Wake Word for Linux

Always-on wake-phrase detection on the VoxRT custom on-device inference runtime. ~48K-parameter depthwise-separable convnet, 16 kHz mono in, sigmoid-score out + threshold-crossing events. Detects the phrase "Hey Assistant".

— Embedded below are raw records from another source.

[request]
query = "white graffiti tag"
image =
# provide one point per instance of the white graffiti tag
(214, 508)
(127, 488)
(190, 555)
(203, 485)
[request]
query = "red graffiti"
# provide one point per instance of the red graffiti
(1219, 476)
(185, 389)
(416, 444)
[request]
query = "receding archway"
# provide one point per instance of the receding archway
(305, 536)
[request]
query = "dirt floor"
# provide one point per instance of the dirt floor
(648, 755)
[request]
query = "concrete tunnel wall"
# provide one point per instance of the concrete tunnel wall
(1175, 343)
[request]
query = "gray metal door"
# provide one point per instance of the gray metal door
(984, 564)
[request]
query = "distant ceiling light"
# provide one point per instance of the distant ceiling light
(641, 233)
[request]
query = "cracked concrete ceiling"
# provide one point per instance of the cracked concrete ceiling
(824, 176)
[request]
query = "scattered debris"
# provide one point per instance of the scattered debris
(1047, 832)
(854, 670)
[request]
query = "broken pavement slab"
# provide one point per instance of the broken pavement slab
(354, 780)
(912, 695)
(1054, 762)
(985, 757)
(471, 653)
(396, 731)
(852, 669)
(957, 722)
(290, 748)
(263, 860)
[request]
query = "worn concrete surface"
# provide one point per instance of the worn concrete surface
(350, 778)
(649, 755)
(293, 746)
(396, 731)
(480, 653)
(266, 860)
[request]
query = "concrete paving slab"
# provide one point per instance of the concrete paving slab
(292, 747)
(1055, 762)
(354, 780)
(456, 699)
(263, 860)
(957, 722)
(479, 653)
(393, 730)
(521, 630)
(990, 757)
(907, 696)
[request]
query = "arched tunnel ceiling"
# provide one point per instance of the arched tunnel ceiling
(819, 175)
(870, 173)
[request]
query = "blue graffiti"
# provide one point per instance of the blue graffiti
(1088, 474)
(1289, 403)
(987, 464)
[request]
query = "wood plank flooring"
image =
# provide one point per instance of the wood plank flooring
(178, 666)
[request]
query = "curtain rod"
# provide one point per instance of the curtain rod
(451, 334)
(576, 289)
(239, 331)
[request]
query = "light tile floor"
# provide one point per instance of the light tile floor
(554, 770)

Status: production-ready for aarch64 Linux. All five language channels verified end-to-end on a live microphone using the official registries (PyPI / npm / go get / GitHub Release tarball) — see the Examples section for the tested quickstarts.
Current version: v0.1.5
Target platform: aarch64 Linux (Raspberry Pi 3 / 4 / 5 / Zero 2, NVIDIA Jetson, AWS Graviton, Rock Pi / Orange Pi / other aarch64 SBCs)
glibc baseline: 2.17 (manylinux2014_aarch64 — Pi OS Bullseye/Bookworm, Jetson L4T 32.x/35.x/36.x, Ubuntu 18.04+, Debian 10+, RHEL 7+, AWS Graviton)
Languages shipped: Python (PyPI wheel), Node.js (npm), Go (go get), C / C++ (tarball + CMake + pkg-config), Rust (git dependency)
License: Apache-2.0 (wrapper sources) · proprietary (compiled runtime, redistribution allowed via this SDK)
Wake-phrase weights: proprietary in-house (synthetic training data; no upstream license obligations)

What is VoxRT?

VoxRT is a from-scratch inference runtime for on-device speech models. No ONNX Runtime, no PyTorch Mobile, no LiteRT — a custom Rust core sized and tuned for streaming voice workloads on phone-class and edge-Linux hardware.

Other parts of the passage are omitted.